Adieu, Thorn In My Side

Dear DUI,

I’ve had plenty of alone time lately, which in turn, has gotten me thinking a lot about our relationship.  It’s been 6 months now and all you’ve brought me is heartache, trouble and sleepless nights.  Please don’t take this the wrong way, and I hope you understand where I’m coming from, but I think it’s time we go our separate ways.

Don’t get me wrong, you have taught me a lot about myself since the first time we met that January night.  You’ve made me realize I am not bullet-proof, nor an invincible super-hero, but a mere human being capable of making mistakes.  You’ve made me realize things can be perfect one day and Hell-on-earth the following.  You’ve also helped me realize who of my friends were really there for me in my time of need.  Ironically, with all that said, you’ve made me a stronger person, so at least I have that to thank you for.

On the other hand, I’ve also realized you’re not so perfect yourself.  When, in the past, I’d hear somebody mention they’d met you, or somebody that they knew that was cousin of somebody you knew, I considered myself fortunate to not have had that “privilege”.  Now, however, I can say with sure certainty that you are nothing but a cold, money-hungry, conniving, Son-of-a-bitch.

Did you know that thanks to you and the thousands of dollars you’ve taken from me right before my eyes, I’ve had to cancel all my planned vacations?  Did you also know that I haven’t had the luxury of even stopping into the new H&M just 2 blocks from my apartment because every cent I make goes to you?  That I’ve also had to limit my dinners with friends at restaurants?
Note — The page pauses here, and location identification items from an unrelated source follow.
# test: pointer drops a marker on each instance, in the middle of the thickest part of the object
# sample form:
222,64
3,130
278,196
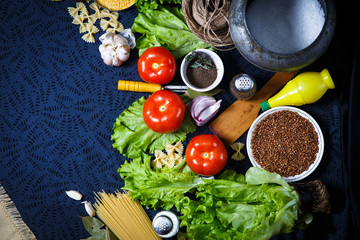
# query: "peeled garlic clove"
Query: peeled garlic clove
89,208
123,52
74,194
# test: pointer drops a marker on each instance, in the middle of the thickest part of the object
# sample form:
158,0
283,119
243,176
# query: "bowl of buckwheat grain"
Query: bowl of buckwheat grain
285,140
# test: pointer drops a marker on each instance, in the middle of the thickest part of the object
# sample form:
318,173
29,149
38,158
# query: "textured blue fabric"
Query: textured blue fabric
58,103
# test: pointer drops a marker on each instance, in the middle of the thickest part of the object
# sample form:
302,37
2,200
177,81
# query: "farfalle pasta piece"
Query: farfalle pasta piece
82,8
175,157
73,11
177,147
237,147
104,24
88,37
91,18
78,19
97,8
158,162
91,28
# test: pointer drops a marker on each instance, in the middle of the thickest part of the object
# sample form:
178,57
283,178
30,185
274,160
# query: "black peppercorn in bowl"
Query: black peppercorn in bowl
202,70
285,140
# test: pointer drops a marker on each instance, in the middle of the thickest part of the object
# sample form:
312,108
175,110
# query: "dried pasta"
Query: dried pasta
87,22
126,218
88,37
97,8
172,156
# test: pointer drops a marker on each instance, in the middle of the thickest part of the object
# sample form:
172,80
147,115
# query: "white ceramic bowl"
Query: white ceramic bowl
219,66
302,113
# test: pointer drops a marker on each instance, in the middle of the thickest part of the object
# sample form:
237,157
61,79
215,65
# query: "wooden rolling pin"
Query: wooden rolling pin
134,86
238,117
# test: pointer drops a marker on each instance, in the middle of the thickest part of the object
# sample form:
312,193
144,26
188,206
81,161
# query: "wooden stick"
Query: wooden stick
238,117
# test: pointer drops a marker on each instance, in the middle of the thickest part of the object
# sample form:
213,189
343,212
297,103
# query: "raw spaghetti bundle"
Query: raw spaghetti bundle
126,219
208,20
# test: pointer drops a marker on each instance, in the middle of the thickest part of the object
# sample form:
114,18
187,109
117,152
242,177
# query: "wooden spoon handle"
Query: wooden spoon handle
238,117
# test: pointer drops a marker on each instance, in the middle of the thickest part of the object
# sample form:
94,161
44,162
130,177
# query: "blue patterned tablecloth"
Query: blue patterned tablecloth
58,105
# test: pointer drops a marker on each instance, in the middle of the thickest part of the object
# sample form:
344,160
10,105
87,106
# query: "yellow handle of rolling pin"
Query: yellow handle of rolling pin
133,86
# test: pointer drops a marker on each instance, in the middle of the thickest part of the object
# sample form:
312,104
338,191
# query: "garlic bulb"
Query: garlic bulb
89,208
114,49
74,194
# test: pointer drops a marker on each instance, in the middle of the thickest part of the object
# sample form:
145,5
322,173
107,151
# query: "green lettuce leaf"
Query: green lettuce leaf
165,27
133,138
153,4
237,209
157,188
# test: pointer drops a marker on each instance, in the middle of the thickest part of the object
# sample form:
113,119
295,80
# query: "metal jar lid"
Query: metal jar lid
243,86
166,224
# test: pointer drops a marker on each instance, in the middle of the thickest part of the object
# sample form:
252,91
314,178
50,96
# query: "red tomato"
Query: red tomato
164,111
206,155
157,65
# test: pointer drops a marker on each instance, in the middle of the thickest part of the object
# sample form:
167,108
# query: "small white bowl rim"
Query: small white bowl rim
302,113
219,65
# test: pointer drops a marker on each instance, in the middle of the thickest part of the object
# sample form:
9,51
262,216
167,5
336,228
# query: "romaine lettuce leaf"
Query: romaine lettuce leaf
165,27
237,209
133,138
157,188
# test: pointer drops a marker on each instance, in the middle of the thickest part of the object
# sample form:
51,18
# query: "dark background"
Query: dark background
59,102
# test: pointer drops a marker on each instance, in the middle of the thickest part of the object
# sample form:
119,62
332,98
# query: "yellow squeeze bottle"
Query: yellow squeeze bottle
305,88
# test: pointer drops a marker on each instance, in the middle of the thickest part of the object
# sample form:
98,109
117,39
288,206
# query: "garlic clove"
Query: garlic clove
89,208
130,37
116,62
76,195
107,38
123,52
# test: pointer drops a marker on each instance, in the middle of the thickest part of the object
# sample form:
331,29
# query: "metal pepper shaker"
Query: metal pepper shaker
243,86
166,224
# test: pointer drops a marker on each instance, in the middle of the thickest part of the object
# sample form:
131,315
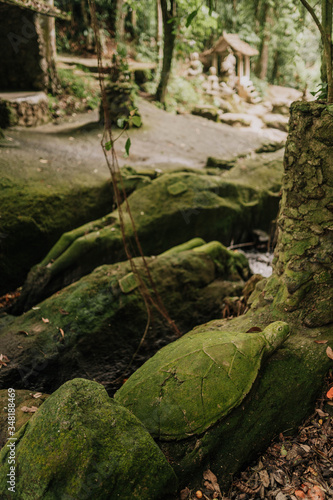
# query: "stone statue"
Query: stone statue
228,69
195,68
212,86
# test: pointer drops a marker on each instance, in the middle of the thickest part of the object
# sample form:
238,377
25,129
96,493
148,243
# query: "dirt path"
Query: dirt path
71,150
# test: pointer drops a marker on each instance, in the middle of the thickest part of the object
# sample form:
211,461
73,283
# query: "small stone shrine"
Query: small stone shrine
230,56
28,53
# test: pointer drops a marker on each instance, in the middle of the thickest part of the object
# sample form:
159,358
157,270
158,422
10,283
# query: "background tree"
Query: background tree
325,28
169,12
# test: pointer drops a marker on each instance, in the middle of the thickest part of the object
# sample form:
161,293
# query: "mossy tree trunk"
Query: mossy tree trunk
303,279
326,29
169,27
299,292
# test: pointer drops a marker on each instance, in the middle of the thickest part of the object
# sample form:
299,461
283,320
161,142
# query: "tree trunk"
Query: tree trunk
47,25
303,268
169,27
120,23
262,63
275,70
159,32
326,67
300,292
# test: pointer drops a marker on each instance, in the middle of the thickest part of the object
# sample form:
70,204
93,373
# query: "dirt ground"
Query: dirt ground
72,150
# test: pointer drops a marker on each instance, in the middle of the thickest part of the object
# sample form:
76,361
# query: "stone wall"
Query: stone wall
23,63
26,110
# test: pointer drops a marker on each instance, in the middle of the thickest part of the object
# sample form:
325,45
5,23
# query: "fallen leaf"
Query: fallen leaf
283,451
211,480
37,395
29,409
3,360
329,352
264,478
184,494
329,394
305,447
321,413
314,492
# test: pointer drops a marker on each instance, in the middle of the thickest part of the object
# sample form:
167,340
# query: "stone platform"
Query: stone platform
27,109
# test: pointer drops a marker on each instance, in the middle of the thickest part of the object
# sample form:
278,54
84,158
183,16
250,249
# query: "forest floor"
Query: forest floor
72,148
293,467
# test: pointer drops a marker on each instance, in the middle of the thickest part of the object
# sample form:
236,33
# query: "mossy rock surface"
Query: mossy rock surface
281,397
93,327
34,214
81,444
171,210
24,400
191,384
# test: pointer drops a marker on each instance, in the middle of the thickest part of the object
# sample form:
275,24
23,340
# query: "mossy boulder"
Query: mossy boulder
171,210
191,384
25,403
282,395
93,327
81,444
36,212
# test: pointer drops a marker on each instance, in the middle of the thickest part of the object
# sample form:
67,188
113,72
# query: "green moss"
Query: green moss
282,396
191,384
82,444
210,208
96,324
22,398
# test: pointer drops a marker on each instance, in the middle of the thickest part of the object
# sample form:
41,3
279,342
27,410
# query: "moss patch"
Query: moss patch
94,326
211,207
82,444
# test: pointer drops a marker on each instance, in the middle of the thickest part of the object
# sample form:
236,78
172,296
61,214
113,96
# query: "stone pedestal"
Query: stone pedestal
27,109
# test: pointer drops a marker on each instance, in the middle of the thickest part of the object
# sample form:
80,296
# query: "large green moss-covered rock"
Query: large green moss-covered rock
25,402
36,212
191,384
172,209
81,444
93,327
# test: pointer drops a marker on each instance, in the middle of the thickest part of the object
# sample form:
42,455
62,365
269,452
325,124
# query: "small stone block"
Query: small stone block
128,283
177,188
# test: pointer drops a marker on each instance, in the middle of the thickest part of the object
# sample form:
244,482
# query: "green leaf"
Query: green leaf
283,451
121,122
127,147
136,120
191,17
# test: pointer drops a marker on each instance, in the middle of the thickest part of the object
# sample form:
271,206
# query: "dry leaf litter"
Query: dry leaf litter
293,467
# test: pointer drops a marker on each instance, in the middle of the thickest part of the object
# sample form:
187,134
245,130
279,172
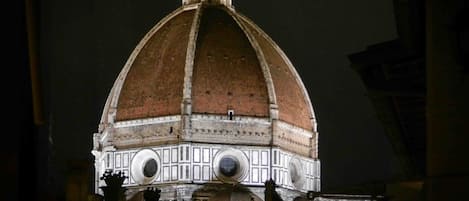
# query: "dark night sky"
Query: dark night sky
84,45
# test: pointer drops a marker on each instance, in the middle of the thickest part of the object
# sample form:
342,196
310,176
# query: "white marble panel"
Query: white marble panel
174,155
196,172
196,156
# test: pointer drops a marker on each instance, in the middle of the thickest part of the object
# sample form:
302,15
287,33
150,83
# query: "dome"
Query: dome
206,65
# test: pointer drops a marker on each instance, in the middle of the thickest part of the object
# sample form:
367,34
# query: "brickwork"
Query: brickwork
227,74
153,86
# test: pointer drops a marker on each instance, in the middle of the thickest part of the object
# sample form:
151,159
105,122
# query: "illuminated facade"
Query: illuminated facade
208,104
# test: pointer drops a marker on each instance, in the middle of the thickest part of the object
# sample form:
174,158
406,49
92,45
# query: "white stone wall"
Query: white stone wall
193,162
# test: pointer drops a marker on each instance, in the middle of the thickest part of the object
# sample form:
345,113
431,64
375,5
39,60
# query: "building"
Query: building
208,107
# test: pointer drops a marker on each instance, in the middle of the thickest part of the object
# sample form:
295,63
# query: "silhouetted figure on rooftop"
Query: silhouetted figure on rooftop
113,191
151,194
270,193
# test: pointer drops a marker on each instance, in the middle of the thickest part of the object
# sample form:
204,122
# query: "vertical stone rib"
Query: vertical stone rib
263,64
186,104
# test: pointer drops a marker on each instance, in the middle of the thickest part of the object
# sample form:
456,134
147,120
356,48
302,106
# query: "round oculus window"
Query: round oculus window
150,168
228,166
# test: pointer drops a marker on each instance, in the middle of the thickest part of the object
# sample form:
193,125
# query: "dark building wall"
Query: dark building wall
447,101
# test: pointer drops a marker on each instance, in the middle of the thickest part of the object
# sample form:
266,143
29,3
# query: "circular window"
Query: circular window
145,166
228,166
150,167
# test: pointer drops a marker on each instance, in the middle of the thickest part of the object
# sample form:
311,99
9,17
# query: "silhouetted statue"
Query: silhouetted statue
113,191
151,194
270,193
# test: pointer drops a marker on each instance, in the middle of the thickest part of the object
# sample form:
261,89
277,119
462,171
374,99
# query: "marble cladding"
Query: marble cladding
192,163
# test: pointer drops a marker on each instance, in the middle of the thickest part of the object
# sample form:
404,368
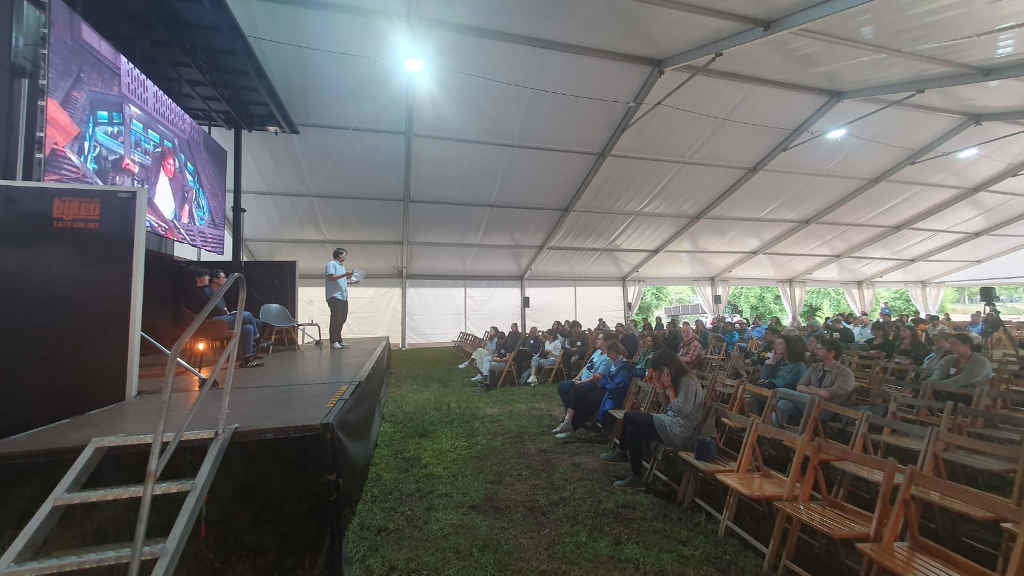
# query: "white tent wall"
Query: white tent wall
374,307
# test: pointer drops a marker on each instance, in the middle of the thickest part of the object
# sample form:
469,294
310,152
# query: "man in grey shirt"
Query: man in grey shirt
337,294
828,380
962,372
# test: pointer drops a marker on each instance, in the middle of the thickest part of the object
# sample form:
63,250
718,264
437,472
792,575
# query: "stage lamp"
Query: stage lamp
413,65
836,134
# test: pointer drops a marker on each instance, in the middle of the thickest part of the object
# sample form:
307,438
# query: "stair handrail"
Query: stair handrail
158,457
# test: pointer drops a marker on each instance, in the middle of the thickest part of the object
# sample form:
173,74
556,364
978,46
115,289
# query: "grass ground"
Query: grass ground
473,483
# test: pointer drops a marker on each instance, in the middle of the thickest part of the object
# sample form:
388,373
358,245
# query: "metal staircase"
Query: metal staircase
19,560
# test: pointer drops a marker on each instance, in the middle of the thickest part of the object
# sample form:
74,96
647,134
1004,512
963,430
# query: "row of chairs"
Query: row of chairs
835,447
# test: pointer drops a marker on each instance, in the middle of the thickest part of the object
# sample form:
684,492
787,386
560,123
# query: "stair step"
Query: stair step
138,440
123,492
82,559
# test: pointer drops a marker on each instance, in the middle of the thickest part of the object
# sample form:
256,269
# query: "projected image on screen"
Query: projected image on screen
108,124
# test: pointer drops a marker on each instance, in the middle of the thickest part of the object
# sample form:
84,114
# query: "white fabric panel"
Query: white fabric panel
975,249
312,257
851,269
318,161
908,244
729,235
635,29
435,311
826,239
276,217
469,261
778,195
691,189
325,87
374,309
978,212
488,174
548,302
492,303
504,227
776,266
589,231
804,60
919,271
929,29
598,301
687,265
1005,266
647,233
891,204
698,126
870,146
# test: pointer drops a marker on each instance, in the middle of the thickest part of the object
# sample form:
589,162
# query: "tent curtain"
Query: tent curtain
916,292
635,290
793,294
860,296
933,297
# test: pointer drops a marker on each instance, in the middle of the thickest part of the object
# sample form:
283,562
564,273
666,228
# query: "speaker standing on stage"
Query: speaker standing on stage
337,295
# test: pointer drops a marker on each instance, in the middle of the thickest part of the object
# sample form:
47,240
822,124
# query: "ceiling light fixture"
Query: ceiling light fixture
836,134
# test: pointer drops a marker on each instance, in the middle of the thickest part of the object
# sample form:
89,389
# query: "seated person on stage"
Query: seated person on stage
826,379
544,359
684,418
960,373
608,395
691,353
587,381
220,312
197,297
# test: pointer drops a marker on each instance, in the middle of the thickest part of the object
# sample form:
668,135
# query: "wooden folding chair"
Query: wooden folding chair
835,519
916,554
756,482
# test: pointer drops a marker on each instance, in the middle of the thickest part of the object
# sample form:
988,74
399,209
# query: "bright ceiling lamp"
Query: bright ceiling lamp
836,134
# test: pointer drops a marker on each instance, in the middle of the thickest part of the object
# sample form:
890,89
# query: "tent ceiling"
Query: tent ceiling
510,160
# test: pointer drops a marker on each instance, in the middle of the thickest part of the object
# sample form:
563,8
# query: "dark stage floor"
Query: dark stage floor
293,394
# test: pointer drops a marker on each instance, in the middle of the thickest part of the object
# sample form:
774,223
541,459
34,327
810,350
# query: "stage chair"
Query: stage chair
836,519
916,554
281,322
756,482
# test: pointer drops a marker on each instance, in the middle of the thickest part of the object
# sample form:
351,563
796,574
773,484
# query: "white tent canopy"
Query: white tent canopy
514,154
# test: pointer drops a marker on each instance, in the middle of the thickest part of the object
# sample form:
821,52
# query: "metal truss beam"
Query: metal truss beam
784,24
652,77
857,193
748,176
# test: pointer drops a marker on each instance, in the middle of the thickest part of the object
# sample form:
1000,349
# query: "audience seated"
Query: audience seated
827,379
590,402
685,417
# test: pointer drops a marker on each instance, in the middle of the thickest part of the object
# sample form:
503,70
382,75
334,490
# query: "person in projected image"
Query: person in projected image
168,190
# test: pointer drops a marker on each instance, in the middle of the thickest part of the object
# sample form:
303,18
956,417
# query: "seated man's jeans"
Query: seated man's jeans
791,407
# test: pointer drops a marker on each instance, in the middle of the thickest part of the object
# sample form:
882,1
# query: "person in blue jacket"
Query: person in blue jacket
609,394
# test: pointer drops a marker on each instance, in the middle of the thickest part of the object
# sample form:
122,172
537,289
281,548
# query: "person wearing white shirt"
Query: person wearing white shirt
337,295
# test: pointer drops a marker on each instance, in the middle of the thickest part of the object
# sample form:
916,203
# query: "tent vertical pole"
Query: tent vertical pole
522,303
237,210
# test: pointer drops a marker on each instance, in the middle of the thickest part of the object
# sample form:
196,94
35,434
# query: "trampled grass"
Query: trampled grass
473,483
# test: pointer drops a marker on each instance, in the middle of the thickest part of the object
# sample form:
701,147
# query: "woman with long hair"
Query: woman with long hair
676,427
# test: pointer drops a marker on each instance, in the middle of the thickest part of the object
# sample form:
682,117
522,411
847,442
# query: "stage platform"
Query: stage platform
295,393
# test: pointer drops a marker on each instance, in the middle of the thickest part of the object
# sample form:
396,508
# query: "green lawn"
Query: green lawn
473,483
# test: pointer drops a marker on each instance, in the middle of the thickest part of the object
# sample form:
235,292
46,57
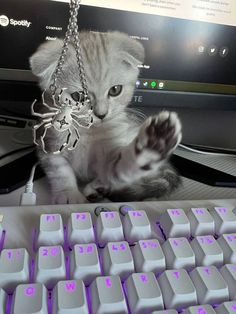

Have I also told you that I am now terrified of the police and I despise them just as much?  That I catch myself grinding my teeth in the middle of the night due to the stress you’ve caused?  How about that the most humiliating thing (aside from jail time) was telling my Mother about you?  Did you know that?  Did you?

To put it nicely, I’ve learned enough to know that I hate your guts and I never want to see your face for as long as I live.  So I bid you farewell.  On your way now.  Go on!  We are officially over!

Sincerely,

Daniel

PS:  Oh, and please don’t harass my family, friends and loved ones.  Nobody deserves to be taken out to a cold, smelly cell on a first date.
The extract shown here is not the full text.